Mr. Boota, 53, who immigrated in 1992 and earns his living as a limousine driver, began waking Brooklynites in 2002. At first he moved freely around the borough, picking a neighborhood to work each Ramadan morning.
Not everyone was thrilled, he said. People would throw open their windows and yell at him, or call the police, who, he said, advised him kindly to move along.
As the years went by, he and his barrel drum were effectively banned from one neighborhood after another. He now restricts himself to a short stretch of Coney Island Avenue where many Pakistanis live.
Fearing that even that limited turf may be threatened real estate for him, he has modified his approach even further — playing at well below his customary volume, for only about 15 to 20 seconds in each location, and only once every three or four days.
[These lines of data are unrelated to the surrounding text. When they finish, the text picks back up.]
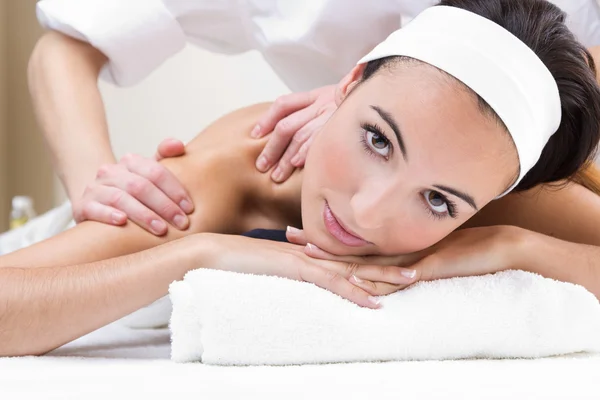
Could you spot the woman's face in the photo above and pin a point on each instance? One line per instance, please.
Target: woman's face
(405, 160)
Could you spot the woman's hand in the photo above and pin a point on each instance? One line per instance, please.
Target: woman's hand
(467, 252)
(293, 119)
(264, 257)
(139, 189)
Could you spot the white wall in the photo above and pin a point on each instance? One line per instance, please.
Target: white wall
(184, 95)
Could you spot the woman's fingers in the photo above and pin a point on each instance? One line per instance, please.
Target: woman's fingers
(400, 261)
(363, 268)
(169, 148)
(376, 288)
(338, 284)
(296, 236)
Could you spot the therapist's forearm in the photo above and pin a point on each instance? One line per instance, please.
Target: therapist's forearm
(44, 308)
(63, 81)
(561, 260)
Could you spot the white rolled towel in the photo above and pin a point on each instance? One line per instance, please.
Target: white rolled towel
(228, 318)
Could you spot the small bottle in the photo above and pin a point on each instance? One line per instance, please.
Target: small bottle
(22, 211)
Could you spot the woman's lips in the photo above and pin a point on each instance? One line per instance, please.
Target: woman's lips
(335, 228)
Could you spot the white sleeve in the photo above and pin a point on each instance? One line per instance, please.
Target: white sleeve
(135, 35)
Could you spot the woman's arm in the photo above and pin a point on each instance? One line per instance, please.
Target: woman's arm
(44, 308)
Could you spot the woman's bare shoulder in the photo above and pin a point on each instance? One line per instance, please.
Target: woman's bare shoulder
(219, 172)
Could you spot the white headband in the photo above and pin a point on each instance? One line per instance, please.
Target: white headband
(491, 61)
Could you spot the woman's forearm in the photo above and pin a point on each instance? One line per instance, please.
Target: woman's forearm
(63, 80)
(44, 308)
(561, 260)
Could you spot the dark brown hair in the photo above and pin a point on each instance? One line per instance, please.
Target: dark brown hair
(541, 26)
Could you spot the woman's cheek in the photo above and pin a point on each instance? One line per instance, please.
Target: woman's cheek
(340, 163)
(410, 239)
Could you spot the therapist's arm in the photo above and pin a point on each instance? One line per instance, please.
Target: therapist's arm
(63, 80)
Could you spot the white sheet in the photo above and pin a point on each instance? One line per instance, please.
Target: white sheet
(117, 363)
(228, 318)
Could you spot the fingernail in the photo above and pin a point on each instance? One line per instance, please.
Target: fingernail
(180, 221)
(158, 227)
(292, 230)
(118, 218)
(186, 206)
(295, 159)
(409, 273)
(277, 174)
(255, 131)
(261, 164)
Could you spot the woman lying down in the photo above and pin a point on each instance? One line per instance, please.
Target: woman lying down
(440, 161)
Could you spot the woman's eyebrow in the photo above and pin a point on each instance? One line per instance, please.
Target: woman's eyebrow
(387, 117)
(464, 196)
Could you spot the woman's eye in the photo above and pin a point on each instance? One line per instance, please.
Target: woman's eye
(436, 201)
(378, 143)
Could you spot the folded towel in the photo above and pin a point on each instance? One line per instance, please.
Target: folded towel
(229, 318)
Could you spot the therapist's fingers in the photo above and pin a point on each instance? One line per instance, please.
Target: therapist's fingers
(281, 108)
(137, 212)
(170, 191)
(287, 133)
(314, 126)
(169, 148)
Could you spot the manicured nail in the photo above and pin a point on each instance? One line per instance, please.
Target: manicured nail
(158, 227)
(409, 273)
(186, 206)
(180, 221)
(277, 174)
(117, 218)
(261, 164)
(292, 230)
(295, 160)
(312, 247)
(255, 131)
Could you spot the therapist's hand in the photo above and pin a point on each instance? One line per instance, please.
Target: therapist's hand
(139, 189)
(293, 119)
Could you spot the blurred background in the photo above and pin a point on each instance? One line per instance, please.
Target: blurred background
(177, 104)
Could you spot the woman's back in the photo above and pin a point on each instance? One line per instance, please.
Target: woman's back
(229, 194)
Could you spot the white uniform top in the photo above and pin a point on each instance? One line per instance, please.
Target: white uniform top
(308, 43)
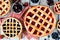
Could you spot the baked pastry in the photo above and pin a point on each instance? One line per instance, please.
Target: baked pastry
(39, 21)
(58, 25)
(11, 27)
(17, 7)
(57, 8)
(4, 7)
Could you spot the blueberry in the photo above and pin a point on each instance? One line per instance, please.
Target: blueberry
(17, 7)
(14, 1)
(59, 23)
(34, 1)
(54, 35)
(50, 2)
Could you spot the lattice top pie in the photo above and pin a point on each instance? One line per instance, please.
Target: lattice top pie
(57, 7)
(39, 21)
(11, 27)
(4, 7)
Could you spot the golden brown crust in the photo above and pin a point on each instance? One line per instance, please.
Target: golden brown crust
(41, 16)
(4, 7)
(15, 27)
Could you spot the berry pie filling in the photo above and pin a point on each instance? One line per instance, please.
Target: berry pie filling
(17, 7)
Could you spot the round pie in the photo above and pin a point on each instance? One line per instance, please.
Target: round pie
(4, 7)
(39, 21)
(57, 7)
(11, 27)
(58, 25)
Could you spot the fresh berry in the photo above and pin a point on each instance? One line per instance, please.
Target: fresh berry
(50, 2)
(25, 4)
(2, 36)
(17, 7)
(54, 35)
(59, 23)
(35, 1)
(14, 1)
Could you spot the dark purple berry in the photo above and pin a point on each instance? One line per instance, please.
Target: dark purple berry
(17, 7)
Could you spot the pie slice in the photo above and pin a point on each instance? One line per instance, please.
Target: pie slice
(4, 7)
(57, 7)
(39, 21)
(58, 25)
(11, 27)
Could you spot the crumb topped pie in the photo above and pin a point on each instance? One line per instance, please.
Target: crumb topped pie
(39, 21)
(11, 27)
(57, 7)
(4, 7)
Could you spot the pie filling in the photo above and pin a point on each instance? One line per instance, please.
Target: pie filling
(11, 27)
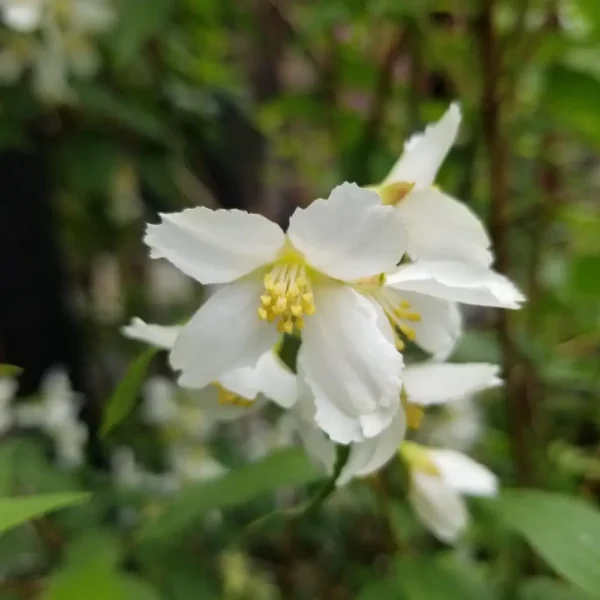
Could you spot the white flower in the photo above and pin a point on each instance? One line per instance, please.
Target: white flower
(425, 384)
(438, 226)
(419, 299)
(8, 388)
(276, 283)
(238, 390)
(22, 15)
(438, 480)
Read the drummer article here.
2 comments:
A novelist's interpretation of eruv-wrangling in a modern (but fictitious) Alaskan community turns up in Michael Chabon's 2007 work, The Yiddish Policemen's Union. The Coen brothers are purportedly working on a film based on the novel, so we may soon get to see an artistic consideration of how a neo-traditional community negotiates its boundaries.
Thanks for the tip. The Yiddish Policemen's Union is on my reading list (The Amazing Adventures of Kavalier and Clay is one of my favorite books...). And yes, I have to read it before Coen brothers take a swipe at it - which will be very interesting.